The court said the prosecution panel failed to prove the guilt "beyond reasonable doubt" of army Major Harry Baliaga in connection with the disappearance of activist Jonas Burgos.

Burgos is the son of the late Jose Burgos, a journalist who fought the Marcos dictatorship, and Editha Burgos, a member of the Secular Order of the Discalced Carmelites.

Suspected military men seized Jonas on April 28, 2007, using a vehicle that was later discovered inside a military camp.

"We respect the decision (of the court)," said Editha. "We recognize that the institutions that are man-made are imperfect, because they are made by imperfect people," she added.

"There is a higher court upon which justice will be obtained," Editha told ucanews.com.

In 2011, the Philippine Supreme Court directed the military to produce Jonas following the release of a report by the Commission of Human Rights that the "military is liable" for the activist's disappearance.

In the report, Major Baliaga was named "principal abductor" based on testimonies of two witnesses, who later went missing.

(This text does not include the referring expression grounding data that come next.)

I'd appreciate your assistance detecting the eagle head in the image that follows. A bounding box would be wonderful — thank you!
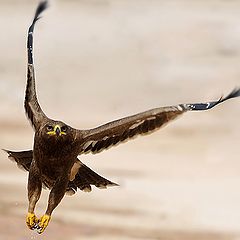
[42,121,74,141]
[35,121,76,155]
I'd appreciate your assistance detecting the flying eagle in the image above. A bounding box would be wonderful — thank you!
[3,0,240,234]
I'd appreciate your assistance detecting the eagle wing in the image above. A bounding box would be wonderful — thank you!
[25,1,48,130]
[3,149,33,172]
[78,88,240,155]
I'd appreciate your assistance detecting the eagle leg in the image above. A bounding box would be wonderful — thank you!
[27,161,42,230]
[37,175,69,233]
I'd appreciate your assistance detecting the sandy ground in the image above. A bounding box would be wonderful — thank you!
[0,0,240,239]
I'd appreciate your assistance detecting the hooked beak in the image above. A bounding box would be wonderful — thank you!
[47,125,66,137]
[55,125,61,136]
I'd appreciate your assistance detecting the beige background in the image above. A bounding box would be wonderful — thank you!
[0,0,240,239]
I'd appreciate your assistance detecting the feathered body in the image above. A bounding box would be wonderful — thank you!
[34,122,76,179]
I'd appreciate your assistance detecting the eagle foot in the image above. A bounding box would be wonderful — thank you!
[36,214,51,234]
[26,212,39,230]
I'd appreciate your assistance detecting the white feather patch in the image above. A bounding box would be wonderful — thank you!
[146,116,156,121]
[177,105,183,111]
[91,141,98,148]
[70,161,81,181]
[83,141,96,150]
[129,120,144,130]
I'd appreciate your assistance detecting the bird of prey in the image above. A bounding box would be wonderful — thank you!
[3,0,240,234]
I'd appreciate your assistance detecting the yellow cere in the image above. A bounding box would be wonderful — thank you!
[47,125,66,136]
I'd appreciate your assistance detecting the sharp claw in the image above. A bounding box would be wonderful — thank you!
[37,214,51,234]
[26,212,39,230]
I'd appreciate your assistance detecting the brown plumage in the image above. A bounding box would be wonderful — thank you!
[4,149,116,195]
[3,0,240,234]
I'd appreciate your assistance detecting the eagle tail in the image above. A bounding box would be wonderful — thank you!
[67,164,119,195]
[181,87,240,111]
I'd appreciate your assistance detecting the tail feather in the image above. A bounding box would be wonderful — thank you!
[72,164,118,193]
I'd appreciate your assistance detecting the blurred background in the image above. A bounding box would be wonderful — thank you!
[0,0,240,239]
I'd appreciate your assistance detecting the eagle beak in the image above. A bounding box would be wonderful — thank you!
[55,125,61,136]
[47,125,66,136]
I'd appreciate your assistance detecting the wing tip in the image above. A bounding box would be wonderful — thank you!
[109,182,120,187]
[33,0,49,23]
[2,149,16,162]
[96,182,120,189]
[2,149,10,154]
[183,87,240,111]
[223,87,240,100]
[27,1,49,65]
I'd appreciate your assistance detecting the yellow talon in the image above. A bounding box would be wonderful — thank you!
[37,214,51,234]
[26,212,38,230]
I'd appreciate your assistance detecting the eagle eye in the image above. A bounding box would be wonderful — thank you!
[61,126,67,132]
[47,125,53,131]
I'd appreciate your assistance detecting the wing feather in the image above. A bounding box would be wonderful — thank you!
[79,106,184,154]
[25,1,49,129]
[3,149,33,171]
[78,88,240,155]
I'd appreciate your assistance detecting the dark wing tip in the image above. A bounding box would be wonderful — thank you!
[109,182,120,187]
[27,1,49,65]
[182,87,240,111]
[223,87,240,100]
[33,0,49,24]
[2,149,10,154]
[2,149,16,162]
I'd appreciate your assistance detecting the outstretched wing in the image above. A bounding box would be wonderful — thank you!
[78,88,240,155]
[25,1,49,130]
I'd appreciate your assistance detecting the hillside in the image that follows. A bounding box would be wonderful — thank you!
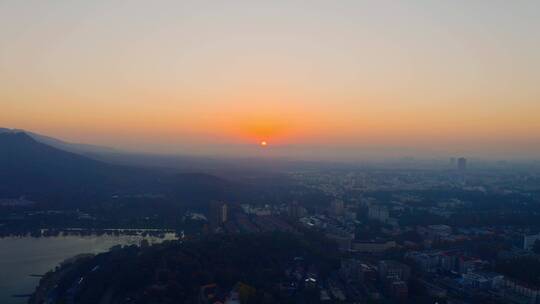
[30,232,340,304]
[0,131,233,206]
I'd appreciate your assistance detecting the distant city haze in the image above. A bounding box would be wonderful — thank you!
[2,1,539,160]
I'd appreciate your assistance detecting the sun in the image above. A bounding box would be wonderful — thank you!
[260,140,268,147]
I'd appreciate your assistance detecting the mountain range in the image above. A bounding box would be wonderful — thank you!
[0,128,115,154]
[0,128,233,206]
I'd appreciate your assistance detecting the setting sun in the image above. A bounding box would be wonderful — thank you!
[260,141,268,147]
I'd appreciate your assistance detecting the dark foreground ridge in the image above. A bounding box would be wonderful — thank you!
[30,232,340,304]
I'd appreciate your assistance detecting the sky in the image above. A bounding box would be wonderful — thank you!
[1,0,539,160]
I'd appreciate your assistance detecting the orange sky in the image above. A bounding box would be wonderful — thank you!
[1,1,539,160]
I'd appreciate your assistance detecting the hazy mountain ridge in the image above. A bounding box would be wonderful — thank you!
[0,127,115,154]
[0,132,131,198]
[0,131,234,206]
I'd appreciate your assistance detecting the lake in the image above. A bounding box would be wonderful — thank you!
[0,233,177,304]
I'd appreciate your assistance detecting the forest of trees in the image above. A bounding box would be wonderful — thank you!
[31,232,341,304]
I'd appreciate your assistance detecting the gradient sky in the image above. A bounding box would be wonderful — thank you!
[1,1,539,160]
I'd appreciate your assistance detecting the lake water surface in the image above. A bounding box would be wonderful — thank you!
[0,233,176,304]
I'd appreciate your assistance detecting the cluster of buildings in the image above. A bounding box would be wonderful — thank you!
[331,258,413,302]
[207,201,296,235]
[378,260,411,300]
[204,164,540,303]
[406,249,486,274]
[199,282,249,304]
[405,248,540,304]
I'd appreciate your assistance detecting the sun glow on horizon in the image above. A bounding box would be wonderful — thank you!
[1,1,540,159]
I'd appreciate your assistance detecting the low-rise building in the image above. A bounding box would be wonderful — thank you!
[351,240,396,254]
[501,278,540,304]
[523,233,540,251]
[378,260,411,282]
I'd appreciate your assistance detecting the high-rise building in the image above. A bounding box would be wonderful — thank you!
[368,205,389,223]
[209,201,228,229]
[457,157,467,171]
[329,199,345,216]
[287,201,306,218]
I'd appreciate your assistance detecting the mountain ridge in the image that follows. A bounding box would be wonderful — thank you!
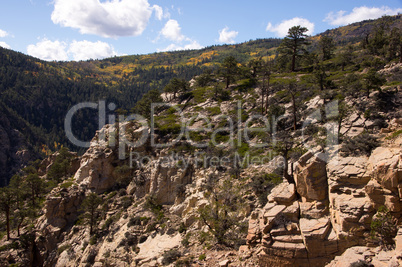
[0,14,400,186]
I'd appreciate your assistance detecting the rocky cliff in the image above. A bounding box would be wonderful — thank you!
[0,53,401,267]
[247,119,402,266]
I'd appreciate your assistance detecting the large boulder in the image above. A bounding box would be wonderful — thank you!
[35,185,86,267]
[41,186,86,229]
[367,147,402,196]
[74,143,116,194]
[295,152,328,202]
[149,162,194,205]
[326,155,374,240]
[251,145,402,267]
[268,182,296,205]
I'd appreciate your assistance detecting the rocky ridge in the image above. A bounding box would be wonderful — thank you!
[0,59,401,267]
[247,118,402,266]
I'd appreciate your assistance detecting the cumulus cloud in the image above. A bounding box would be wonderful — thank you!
[324,6,402,26]
[158,40,203,52]
[218,27,238,44]
[68,40,117,61]
[27,39,68,61]
[157,19,202,52]
[160,19,185,42]
[27,39,118,61]
[0,29,8,38]
[153,5,164,20]
[51,0,157,38]
[266,17,315,37]
[0,41,11,49]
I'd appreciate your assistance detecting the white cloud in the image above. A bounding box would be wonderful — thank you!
[0,29,8,38]
[0,41,11,49]
[157,18,202,52]
[218,27,238,44]
[160,19,185,42]
[68,40,117,61]
[51,0,155,38]
[27,38,118,61]
[27,39,68,61]
[158,40,203,52]
[324,6,402,26]
[153,5,164,20]
[266,17,315,37]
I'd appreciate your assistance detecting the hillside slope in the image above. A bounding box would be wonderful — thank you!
[0,14,401,266]
[0,15,401,185]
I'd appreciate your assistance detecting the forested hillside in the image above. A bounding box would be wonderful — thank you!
[0,15,400,185]
[0,13,401,267]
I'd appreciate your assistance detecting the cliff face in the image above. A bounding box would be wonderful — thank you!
[247,119,402,266]
[31,123,202,266]
[0,58,401,266]
[24,115,400,267]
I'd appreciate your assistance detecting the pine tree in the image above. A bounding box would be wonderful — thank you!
[364,69,386,97]
[278,26,310,72]
[220,56,239,88]
[9,174,29,236]
[319,36,335,61]
[0,187,15,240]
[163,78,189,100]
[80,193,103,235]
[273,131,294,184]
[25,173,43,209]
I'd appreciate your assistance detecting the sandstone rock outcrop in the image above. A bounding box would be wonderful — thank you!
[327,226,402,267]
[248,144,402,267]
[36,185,86,266]
[74,143,117,194]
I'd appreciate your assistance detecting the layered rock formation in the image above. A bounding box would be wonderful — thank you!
[33,123,198,266]
[247,138,402,266]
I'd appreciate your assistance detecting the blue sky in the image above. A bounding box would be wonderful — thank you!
[0,0,401,61]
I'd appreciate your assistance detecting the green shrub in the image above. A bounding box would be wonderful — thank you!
[341,132,379,156]
[198,231,211,245]
[106,191,117,200]
[89,234,97,245]
[192,87,208,103]
[198,254,206,261]
[146,222,158,232]
[58,244,71,254]
[236,78,256,93]
[206,106,221,116]
[121,196,133,209]
[175,256,192,267]
[178,223,187,234]
[144,195,163,214]
[181,237,190,247]
[113,165,133,188]
[128,216,143,227]
[162,249,181,265]
[386,129,402,140]
[158,122,182,136]
[350,260,374,267]
[81,241,88,251]
[103,250,111,258]
[60,180,74,189]
[118,232,138,250]
[102,217,114,230]
[196,72,212,87]
[371,206,397,249]
[250,173,282,206]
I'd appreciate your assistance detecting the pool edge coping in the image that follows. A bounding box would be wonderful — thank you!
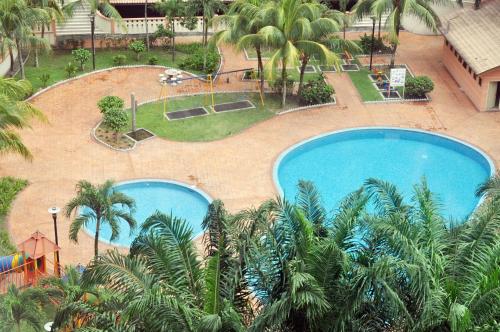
[80,178,213,249]
[272,126,496,217]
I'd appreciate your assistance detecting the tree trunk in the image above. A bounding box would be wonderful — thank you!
[145,0,150,51]
[378,18,382,40]
[390,19,401,68]
[94,219,100,258]
[172,18,176,62]
[281,59,287,108]
[90,14,96,70]
[474,0,480,9]
[297,55,309,96]
[16,40,25,80]
[256,45,264,92]
[8,46,15,72]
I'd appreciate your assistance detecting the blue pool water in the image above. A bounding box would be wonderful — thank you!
[82,180,211,246]
[275,128,493,221]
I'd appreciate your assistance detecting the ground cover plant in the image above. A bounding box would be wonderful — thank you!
[0,177,28,255]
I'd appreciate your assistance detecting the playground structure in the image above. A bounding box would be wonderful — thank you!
[0,231,61,293]
[158,68,265,121]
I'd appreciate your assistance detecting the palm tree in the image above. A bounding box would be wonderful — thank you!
[156,0,186,62]
[353,0,440,67]
[0,77,45,160]
[0,285,49,332]
[0,0,49,78]
[247,0,339,107]
[212,0,268,92]
[64,179,136,258]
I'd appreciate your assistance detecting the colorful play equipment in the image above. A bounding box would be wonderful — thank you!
[0,231,61,293]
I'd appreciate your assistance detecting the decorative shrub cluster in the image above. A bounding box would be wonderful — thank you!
[359,34,392,54]
[112,54,127,66]
[404,76,434,99]
[271,76,295,96]
[178,43,220,74]
[98,96,128,142]
[64,62,78,78]
[71,48,91,71]
[299,74,334,105]
[97,96,125,114]
[128,40,146,60]
[148,56,159,65]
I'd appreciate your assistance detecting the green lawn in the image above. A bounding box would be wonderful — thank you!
[131,92,300,141]
[19,47,198,91]
[347,68,384,102]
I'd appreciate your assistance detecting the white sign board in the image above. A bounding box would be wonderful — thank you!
[390,68,406,87]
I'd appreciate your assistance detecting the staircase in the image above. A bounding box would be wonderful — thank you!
[56,2,106,36]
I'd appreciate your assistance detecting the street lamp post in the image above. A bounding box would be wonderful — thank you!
[369,16,376,71]
[48,207,61,276]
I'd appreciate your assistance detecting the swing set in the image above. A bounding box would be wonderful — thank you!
[159,68,265,121]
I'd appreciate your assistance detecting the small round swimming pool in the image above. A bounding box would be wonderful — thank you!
[274,128,494,220]
[82,180,211,247]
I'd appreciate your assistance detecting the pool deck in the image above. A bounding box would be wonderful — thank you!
[2,32,500,265]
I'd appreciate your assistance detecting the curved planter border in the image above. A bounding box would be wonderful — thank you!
[272,126,496,213]
[91,120,136,152]
[80,178,213,249]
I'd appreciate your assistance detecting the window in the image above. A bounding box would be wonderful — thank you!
[468,67,472,74]
[479,78,482,86]
[454,50,458,57]
[458,55,463,63]
[449,44,453,51]
[445,40,449,46]
[473,73,477,80]
[462,61,467,69]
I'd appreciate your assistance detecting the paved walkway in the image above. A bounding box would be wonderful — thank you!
[2,32,499,265]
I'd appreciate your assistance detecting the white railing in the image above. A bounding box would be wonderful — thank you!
[115,16,217,35]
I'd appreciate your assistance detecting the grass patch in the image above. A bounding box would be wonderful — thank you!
[18,47,201,91]
[0,177,28,255]
[347,68,383,102]
[129,92,299,141]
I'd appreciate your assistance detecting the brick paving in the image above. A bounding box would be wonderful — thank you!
[2,32,499,265]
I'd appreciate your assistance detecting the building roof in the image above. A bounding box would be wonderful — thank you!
[17,231,60,259]
[441,0,500,74]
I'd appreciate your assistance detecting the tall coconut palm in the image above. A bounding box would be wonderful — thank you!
[0,77,45,160]
[0,285,50,332]
[0,0,49,78]
[72,206,248,331]
[353,0,440,67]
[64,179,136,258]
[156,0,186,62]
[247,0,339,107]
[212,0,268,92]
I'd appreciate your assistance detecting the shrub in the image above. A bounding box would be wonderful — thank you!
[359,34,392,54]
[128,40,146,61]
[176,42,202,54]
[152,25,173,48]
[148,56,159,65]
[113,54,127,66]
[71,48,91,71]
[64,62,78,78]
[39,73,50,88]
[98,96,125,114]
[299,74,334,105]
[0,177,28,255]
[103,108,128,142]
[404,76,434,99]
[271,76,295,96]
[178,45,220,74]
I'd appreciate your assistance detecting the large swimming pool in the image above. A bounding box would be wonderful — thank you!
[82,180,211,247]
[274,128,494,220]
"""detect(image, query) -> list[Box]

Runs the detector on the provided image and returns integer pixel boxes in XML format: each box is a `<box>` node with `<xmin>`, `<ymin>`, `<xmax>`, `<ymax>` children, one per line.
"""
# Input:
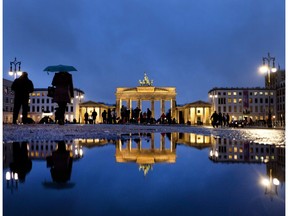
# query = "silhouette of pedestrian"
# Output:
<box><xmin>107</xmin><ymin>108</ymin><xmax>112</xmax><ymax>124</ymax></box>
<box><xmin>102</xmin><ymin>110</ymin><xmax>107</xmax><ymax>123</ymax></box>
<box><xmin>52</xmin><ymin>71</ymin><xmax>74</xmax><ymax>125</ymax></box>
<box><xmin>92</xmin><ymin>109</ymin><xmax>97</xmax><ymax>124</ymax></box>
<box><xmin>11</xmin><ymin>72</ymin><xmax>34</xmax><ymax>124</ymax></box>
<box><xmin>47</xmin><ymin>141</ymin><xmax>73</xmax><ymax>183</ymax></box>
<box><xmin>210</xmin><ymin>111</ymin><xmax>219</xmax><ymax>128</ymax></box>
<box><xmin>147</xmin><ymin>108</ymin><xmax>152</xmax><ymax>124</ymax></box>
<box><xmin>9</xmin><ymin>142</ymin><xmax>32</xmax><ymax>182</ymax></box>
<box><xmin>226</xmin><ymin>113</ymin><xmax>230</xmax><ymax>126</ymax></box>
<box><xmin>84</xmin><ymin>111</ymin><xmax>89</xmax><ymax>124</ymax></box>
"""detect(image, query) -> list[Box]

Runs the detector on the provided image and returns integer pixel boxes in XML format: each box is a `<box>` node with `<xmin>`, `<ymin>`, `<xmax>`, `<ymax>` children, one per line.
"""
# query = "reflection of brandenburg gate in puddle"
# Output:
<box><xmin>115</xmin><ymin>133</ymin><xmax>176</xmax><ymax>175</ymax></box>
<box><xmin>115</xmin><ymin>133</ymin><xmax>213</xmax><ymax>175</ymax></box>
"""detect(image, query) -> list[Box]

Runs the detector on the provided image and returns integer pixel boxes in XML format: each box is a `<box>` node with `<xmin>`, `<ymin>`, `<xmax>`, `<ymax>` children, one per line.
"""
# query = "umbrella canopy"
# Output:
<box><xmin>44</xmin><ymin>65</ymin><xmax>77</xmax><ymax>72</ymax></box>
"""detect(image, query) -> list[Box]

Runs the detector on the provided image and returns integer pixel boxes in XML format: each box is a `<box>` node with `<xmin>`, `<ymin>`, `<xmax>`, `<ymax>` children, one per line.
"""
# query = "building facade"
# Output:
<box><xmin>29</xmin><ymin>88</ymin><xmax>85</xmax><ymax>123</ymax></box>
<box><xmin>273</xmin><ymin>70</ymin><xmax>285</xmax><ymax>126</ymax></box>
<box><xmin>176</xmin><ymin>100</ymin><xmax>212</xmax><ymax>125</ymax></box>
<box><xmin>3</xmin><ymin>79</ymin><xmax>14</xmax><ymax>123</ymax></box>
<box><xmin>208</xmin><ymin>87</ymin><xmax>277</xmax><ymax>125</ymax></box>
<box><xmin>3</xmin><ymin>84</ymin><xmax>85</xmax><ymax>124</ymax></box>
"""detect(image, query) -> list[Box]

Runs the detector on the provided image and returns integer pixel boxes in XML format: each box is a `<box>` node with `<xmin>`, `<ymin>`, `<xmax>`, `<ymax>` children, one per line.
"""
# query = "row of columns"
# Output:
<box><xmin>117</xmin><ymin>134</ymin><xmax>175</xmax><ymax>152</ymax></box>
<box><xmin>189</xmin><ymin>107</ymin><xmax>210</xmax><ymax>124</ymax></box>
<box><xmin>116</xmin><ymin>98</ymin><xmax>176</xmax><ymax>119</ymax></box>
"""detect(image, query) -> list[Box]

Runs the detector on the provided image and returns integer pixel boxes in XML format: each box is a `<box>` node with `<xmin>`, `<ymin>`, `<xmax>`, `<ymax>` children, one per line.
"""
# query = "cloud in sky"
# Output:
<box><xmin>3</xmin><ymin>0</ymin><xmax>285</xmax><ymax>104</ymax></box>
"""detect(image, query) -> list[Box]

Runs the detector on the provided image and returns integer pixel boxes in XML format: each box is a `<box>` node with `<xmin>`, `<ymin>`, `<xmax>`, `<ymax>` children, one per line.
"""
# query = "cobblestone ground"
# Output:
<box><xmin>2</xmin><ymin>124</ymin><xmax>285</xmax><ymax>145</ymax></box>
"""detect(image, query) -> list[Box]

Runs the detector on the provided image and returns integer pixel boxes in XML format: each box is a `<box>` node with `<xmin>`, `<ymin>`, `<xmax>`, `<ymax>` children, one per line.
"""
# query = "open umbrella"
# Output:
<box><xmin>44</xmin><ymin>64</ymin><xmax>77</xmax><ymax>72</ymax></box>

Lawyer Edre Olalia, counsel of the Burgos family, said the case "is not yet a vanished case," adding that the family has a pending motion against a general who used to head the military intelligence group during the disappearance of Jonas.

Human rights group Karapatan expressed dismay over the court decision, describing it a "clear injustice many times over for Jonas and other victims of enforced disappearances."

"The call to surface Jonas and all the disappeared will continue until all perpetrators are punished," said Cristina Palabay, secretary general of Karapatan.

She said the court decision is the "most recent manifestation of the prevalent climate of impunity in the Philippines."